尾崎将司さんの愛弟子・池羽陽向が追悼し涙 「これからの姿をもっと見てもらいたかった」

国内ツアー通算94勝のジャンボこと尾崎将司(本名・尾崎正司)さんが23日、S状結腸がんのため78歳で死去した。愛弟子のひとりである池羽陽向(いけば・ひなた)は訃報を聞き、涙を流した。

23日午後3時21分に亡くなったことを、翌24日に長男・尾崎智春氏が発表。この報道によって、池羽も師匠の他界を知った。池羽は高校生だった2019年にジャンボさんが主宰したジュニア養成所『ジャンボアカデミー』の2期生として入門。約7年が経った今年11月、プロテストに念願の合格を果たし、来年からプロ生活が始まる。
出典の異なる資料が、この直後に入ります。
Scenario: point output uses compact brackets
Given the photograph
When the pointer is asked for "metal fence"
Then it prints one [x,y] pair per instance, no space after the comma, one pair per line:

この日は使用するクラブメーカー・ヨネックスのファンイベントに参加していた。「先輩方とおしゃべりしていたので(イベント中は)こらえられていたけど…。帰りの車では泣いてしまうかもしれません。こんなに早いとは思っていなかったです」。そう言って、目に涙を浮かべる。
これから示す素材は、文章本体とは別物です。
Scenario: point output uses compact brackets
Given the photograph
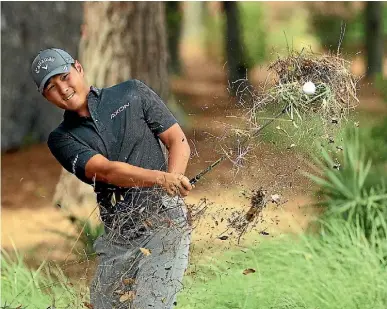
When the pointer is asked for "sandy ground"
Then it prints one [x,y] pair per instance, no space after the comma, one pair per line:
[29,177]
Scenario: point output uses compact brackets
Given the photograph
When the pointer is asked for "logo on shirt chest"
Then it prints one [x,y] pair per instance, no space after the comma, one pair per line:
[119,110]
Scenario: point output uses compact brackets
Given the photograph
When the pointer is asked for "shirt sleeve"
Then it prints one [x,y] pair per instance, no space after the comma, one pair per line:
[157,115]
[71,154]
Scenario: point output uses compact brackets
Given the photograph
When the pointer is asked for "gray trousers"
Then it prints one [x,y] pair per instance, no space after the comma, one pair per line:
[144,271]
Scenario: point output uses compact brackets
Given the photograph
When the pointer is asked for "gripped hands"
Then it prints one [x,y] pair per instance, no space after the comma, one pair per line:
[175,184]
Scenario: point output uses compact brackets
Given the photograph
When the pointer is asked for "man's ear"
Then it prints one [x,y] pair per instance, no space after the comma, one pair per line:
[78,67]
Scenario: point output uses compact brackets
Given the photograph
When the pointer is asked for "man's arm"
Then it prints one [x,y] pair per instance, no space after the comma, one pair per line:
[178,148]
[125,175]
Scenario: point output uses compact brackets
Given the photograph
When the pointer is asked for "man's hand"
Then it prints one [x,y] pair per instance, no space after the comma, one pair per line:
[175,184]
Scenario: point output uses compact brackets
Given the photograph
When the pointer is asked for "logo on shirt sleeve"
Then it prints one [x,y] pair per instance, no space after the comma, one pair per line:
[121,109]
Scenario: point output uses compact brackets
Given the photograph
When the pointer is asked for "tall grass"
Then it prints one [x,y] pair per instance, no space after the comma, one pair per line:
[354,190]
[337,269]
[37,289]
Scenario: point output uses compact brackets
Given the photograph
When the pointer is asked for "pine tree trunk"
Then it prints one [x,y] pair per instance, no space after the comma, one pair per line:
[236,61]
[120,40]
[374,37]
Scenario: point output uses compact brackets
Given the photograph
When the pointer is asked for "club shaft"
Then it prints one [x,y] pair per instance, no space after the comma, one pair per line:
[221,159]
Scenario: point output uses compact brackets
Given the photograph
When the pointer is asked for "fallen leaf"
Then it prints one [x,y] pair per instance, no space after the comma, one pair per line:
[145,251]
[127,296]
[128,281]
[248,271]
[224,237]
[148,223]
[275,198]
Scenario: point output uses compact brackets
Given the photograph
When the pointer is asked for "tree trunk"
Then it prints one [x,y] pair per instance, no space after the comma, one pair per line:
[236,62]
[120,40]
[374,37]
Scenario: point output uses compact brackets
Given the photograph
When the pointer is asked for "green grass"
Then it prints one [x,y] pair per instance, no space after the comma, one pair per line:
[36,289]
[338,269]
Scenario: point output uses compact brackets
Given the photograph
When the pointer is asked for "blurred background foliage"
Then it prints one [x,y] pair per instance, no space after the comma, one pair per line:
[267,29]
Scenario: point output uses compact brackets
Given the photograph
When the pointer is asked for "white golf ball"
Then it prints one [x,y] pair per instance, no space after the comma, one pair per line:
[309,88]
最後に顔を合わせたのは、プロテスト合格を自ら報告しに行ったとき。ジャンボさんは昨年冬頃から、表に出ることがかなり減っていたという。11月8日の入会式を終え、9日に訪ねた。

「数分だけ話をさせてもらいました。握手をして、頭をよしよしとしてくれました。その時に“もう長くはないかもしれない”と思いました。それでも、年は越えるだろう、と勝手に思っていたのもあって。こんなにすぐだとは…びっくりです。教えてもらいたいことはもっと、いっぱいありました。でも報告できて、最後に会うことができて、よかったです」

1月24日がジャンボさんの誕生日。毎年、ジャンボ軍団で誕生日会をするが、プロしか参加できない行事でもあった。「次は行ける、って。それも楽しみだったんですけど、(合格が1年)間に合いませんでした。これからの姿をもっと見てもらいたかったです」と言葉を紡ぎ出す。

今年は、愛弟子たちがたくさんの吉報を届けた一年でもあった。西郷真央がメジャー制覇を果たし、原英莉花は米下部ツアーに優勝するなどで米ツアーに昇格。佐久間朱莉は初優勝を含む4勝を飾り、門下生として初の年間女王に輝いた。

「ジャンボさんにとってもうれしいニュースが多かったと思います。わたしもそこにまざって報告できたのはよかったです」。感謝の想いを精一杯の言葉にして、追悼の意を表した。